At a recent meeting of the Ohio County Commissioners Association, Meigs commissioners heard distressing financial news from county leaders across the Buckeye State. Some counties are facing budget cuts of nearly half, putting county workers out of work and forcing county departments to work barebones operations. Counties experiencing difficulties financially range in size, population and location, but some counties in southeastern Ohio are facing major budgetary crises.
Mick Davenport, president of the board, is serving his eleventh year in office. He said commissioners have cut budgets twice in those years, two years in a row, at five and 15 percent. Since those days in the early 2000’s, commissioners have been able to continue appropriations at present levels.

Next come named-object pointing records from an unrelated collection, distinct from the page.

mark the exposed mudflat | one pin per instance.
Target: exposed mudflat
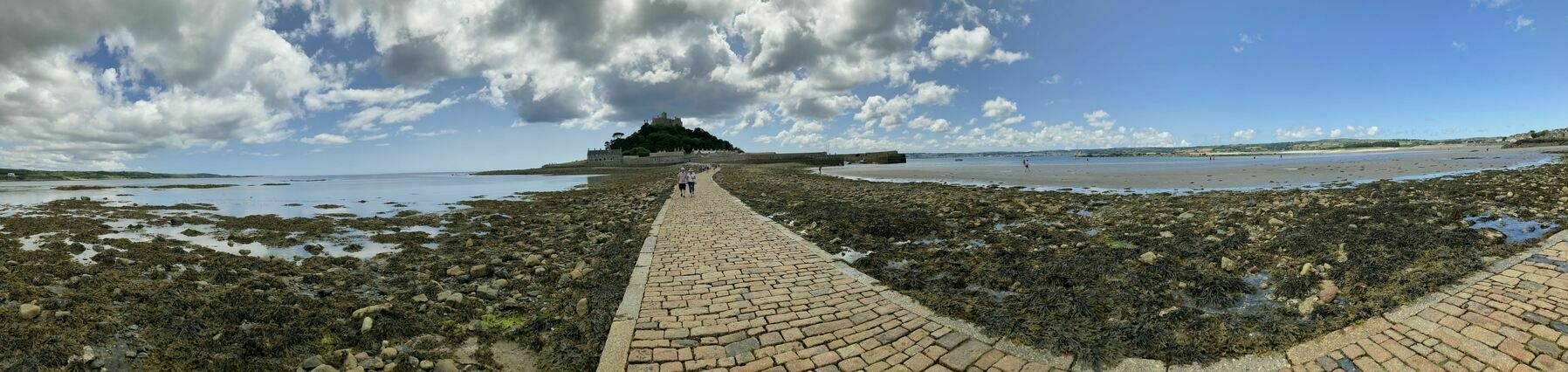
(492, 283)
(1181, 279)
(1201, 173)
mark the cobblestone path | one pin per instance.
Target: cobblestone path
(728, 289)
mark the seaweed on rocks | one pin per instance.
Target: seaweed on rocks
(1183, 279)
(546, 273)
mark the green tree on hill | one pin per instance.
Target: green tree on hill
(668, 134)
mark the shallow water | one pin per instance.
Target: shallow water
(1514, 228)
(382, 195)
(1191, 175)
(423, 192)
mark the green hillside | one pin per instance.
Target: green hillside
(667, 134)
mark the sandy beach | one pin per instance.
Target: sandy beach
(1200, 173)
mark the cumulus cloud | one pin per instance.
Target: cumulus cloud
(930, 124)
(1099, 120)
(190, 74)
(929, 93)
(196, 72)
(1244, 41)
(327, 140)
(1317, 132)
(368, 118)
(969, 45)
(1520, 23)
(1001, 110)
(1065, 135)
(803, 134)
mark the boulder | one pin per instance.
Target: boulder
(1148, 258)
(1306, 307)
(31, 311)
(447, 366)
(1327, 291)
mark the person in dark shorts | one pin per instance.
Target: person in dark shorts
(681, 183)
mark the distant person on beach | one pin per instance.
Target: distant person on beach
(681, 178)
(691, 184)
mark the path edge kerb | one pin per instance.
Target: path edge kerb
(618, 342)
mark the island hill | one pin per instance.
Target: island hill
(35, 175)
(665, 140)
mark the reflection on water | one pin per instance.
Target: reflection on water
(1515, 230)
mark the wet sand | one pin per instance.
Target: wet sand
(1201, 173)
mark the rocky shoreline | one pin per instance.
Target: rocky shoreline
(1183, 279)
(502, 283)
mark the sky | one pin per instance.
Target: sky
(348, 86)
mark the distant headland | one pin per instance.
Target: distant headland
(665, 140)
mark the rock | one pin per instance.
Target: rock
(447, 366)
(1306, 307)
(1493, 236)
(311, 363)
(31, 311)
(486, 291)
(1148, 258)
(372, 310)
(1327, 291)
(323, 368)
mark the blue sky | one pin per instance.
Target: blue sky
(330, 86)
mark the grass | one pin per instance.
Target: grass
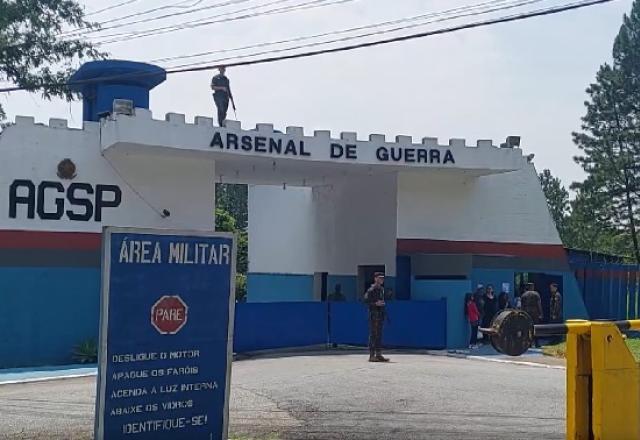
(559, 350)
(245, 437)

As always, commissioners are racing against a clock while planning county finances for the new year. Preparation of next year’s budget must wait until at least next week. Monday is the final day for county departments to submit their bills for payment from 2009 funds. Once those bills and the final payroll of Dec. 23 are paid, commissioners will have a general idea of how much money will be available — at least on paper — to carry in to 2010.
Commissioners cite unexpected costs as the primary cause of this year’s tight year-end balance. Two murder cases cost several departments a lot of money. Autopsy costs have been far more than commissioners anticipated early this year. The costs of expert witnesses and other expenses have affected the county’s bottom line.